In his presentation, Solender painted a dire picture, “The profound tragedy of what is now happening in New York,” he said, “is that the heaviest burden of the drastic out-back in city expenditures is at the expense of the poorest, most deprived and defenseless people. They are the victims of unemployment and the inflationary squeeze, the poor and the people on marginal incomes, the aged, the troubled families, and the children in difficulty.”
MUST VIEW SITUATION WITH GRAVITY
All of American philanthropic structures, Solender noted, must view the New York situation with gravity, and as a warning of what can happen elsewhere. He also pointed out that it is particularly grave and instructive for Jewish leadership “since American Jewry is concentrated in the urban centers of America.”

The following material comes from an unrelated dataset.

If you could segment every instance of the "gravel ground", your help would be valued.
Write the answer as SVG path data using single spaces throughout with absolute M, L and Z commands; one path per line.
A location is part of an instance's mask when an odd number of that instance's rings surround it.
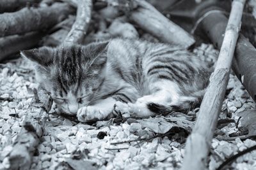
M 256 6 L 255 1 L 249 3 Z M 209 64 L 218 55 L 212 45 L 205 44 L 195 52 L 201 57 L 208 56 Z M 34 76 L 31 64 L 22 59 L 0 64 L 0 169 L 9 167 L 6 155 L 22 118 L 29 112 L 33 89 L 38 86 Z M 248 138 L 256 134 L 255 108 L 255 103 L 231 73 L 220 115 L 222 121 L 211 144 L 209 169 L 256 144 Z M 186 137 L 193 125 L 188 120 L 198 110 L 190 111 L 189 116 L 179 115 L 179 120 L 170 117 L 128 118 L 124 122 L 111 119 L 88 125 L 61 117 L 54 109 L 54 106 L 31 169 L 177 169 L 184 155 Z M 174 128 L 177 127 L 181 129 Z M 239 157 L 228 168 L 256 169 L 256 152 Z
M 210 63 L 218 55 L 211 45 L 204 44 L 195 52 L 200 57 L 210 56 L 207 58 Z M 12 144 L 20 129 L 22 118 L 29 111 L 32 89 L 37 85 L 32 66 L 22 59 L 0 66 L 0 169 L 2 169 L 9 166 L 8 159 L 4 158 L 10 153 Z M 220 136 L 228 139 L 228 134 L 239 131 L 236 124 L 239 113 L 255 106 L 232 74 L 228 91 L 220 118 L 227 120 L 229 117 L 234 121 L 218 127 L 217 138 Z M 195 109 L 190 115 L 197 111 Z M 141 120 L 130 118 L 124 123 L 115 122 L 112 119 L 90 125 L 77 124 L 54 113 L 54 109 L 52 109 L 41 143 L 33 158 L 32 169 L 70 169 L 70 166 L 81 169 L 84 165 L 87 169 L 175 169 L 180 166 L 184 154 L 184 138 L 186 136 L 184 132 L 189 132 L 189 128 L 184 128 L 183 133 L 176 131 L 172 135 L 157 137 L 157 132 L 166 131 L 154 126 L 163 122 L 163 117 L 154 118 L 151 125 L 141 123 L 140 122 Z M 144 120 L 148 123 L 152 119 Z M 241 122 L 238 127 L 241 127 Z M 166 123 L 164 129 L 170 127 L 170 125 L 173 124 Z M 188 125 L 191 126 L 193 123 Z M 137 141 L 113 144 L 134 139 Z M 255 144 L 253 140 L 241 141 L 239 138 L 228 141 L 227 139 L 214 139 L 209 169 L 214 169 L 225 159 Z M 252 152 L 237 159 L 232 167 L 236 169 L 256 169 L 255 160 L 256 152 Z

Federations in other cities “must recognize that the government funding to which they have become habituated, in time, may be open to the same radical change as is occurring in New York. The long-standing reliance of voluntary agencies in America upon government funding is moving into an ear of uncertainty, change and transition, Jewish communities must re-evaluate how services to their community are to be assured in the light of these developments,” Solender said.
“The absence of an orderly planning process which provides a framework for immediate and long-term budget reduction, is critical,” he added. “Planning must be initiated now to redesign the system to change the human services set-up so that with fewer dollars to spend the human service system will be at least workable. Failure to do so can only produce chaos, confusion, waste of money and deep social discontent.”
Other major addresses at the Assembly high-lighted priorities and prospects for Jewish communal life in North America, the impact of the economy on Jewish needs and financing, the recent Israeli-Egyptian accord and the Middle East situation, and Jewish development in the perspective of America’s Bicentennial.
The Assembly agenda being considered by the leadership serving 800 Jewish communities in North America reflects the broadest range of human needs, issues and priorities facing Jewish life.